View the conversation flow board in Miro.

I created two versions: first a mind-map style version, then a more traditional flowchart version based on feedback.

Note: I included an invalid text path for fail-over copy practice and potential future expansion, despite the rule-based model.

A section of the conversation flow map.A section of the conversation flow map.

Rough Sketches to Wireframes

I sketched the chatbot interface and bot/user icons. For color, I selected alternating light, comfortable greens/blues.

Rough sketches of the chatbot interface.Low-to-mid fidelity wireframes of the chatbot design.

Prototyping with AI

As with brktm, I used AI to help quickly create a functioning prototype.

I ported Figma designs with the Figma-to-Webflow plugin and used ChatGPT to generate the code framework for bot functionality.

This process required planning, iterative prompting, and manual refinement of generated code/scripts before arriving at a fully functional scripted prototype.

Planning out the chatbot functionality and prompts.

Planning out the functionality and prompts...

Code generated by ChatGPT.

...and getting code from ChatGPT

A section of chatbot script in code.

A section of the script in the code

As expected, I needed to tweak and edit generated code to get the exact behavior I wanted, and manually add the script in a code-readable format.

The functioning chatbot prototype.

The result at the end was a scripted, fully-functional prototype of my chatbot.

Usability Testing and Iteration

I tested the prototype with volunteers using questions such as where I studied, where I worked, and project-specific prompts.

Results were encouraging: most participants quickly found requested information with minimal prompting and found the chatbot useful.

Based on feedback, I iterated wording for better concision and clarity in a few script sections.

Removed superfluous query text from Project intro.

Removed superfluous query text from "Project" intro.

Reworded Resume message for concision and voice.

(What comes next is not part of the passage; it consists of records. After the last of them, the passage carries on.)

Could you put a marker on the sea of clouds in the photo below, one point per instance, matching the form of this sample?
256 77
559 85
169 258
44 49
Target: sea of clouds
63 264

Reworded "Resume" bot message for conciseness and voice.

Made Skills message more concise and parseable.

Made the "Skills" bot message more concise and parseable.

Link Back Up to Prototype

Iterated Prototype

Final Thoughts and Next Steps

This project was a strong exercise in UX writing and conversation design, and test participants generally found the concept useful.

Next steps include continued testing, accessibility improvements, and targeted evaluation of where NLP capabilities would add value.

Next.js Port Notes

As part of moving this portfolio into Next.js, I recreated the PortfolioBot prototype as a reusable React client component.

AI was used in this update to accelerate implementation and iteration during the React conversion, styling refinements, and content parity checks. AI was also used to review and refine copy updates while preserving intended behavior and presentation.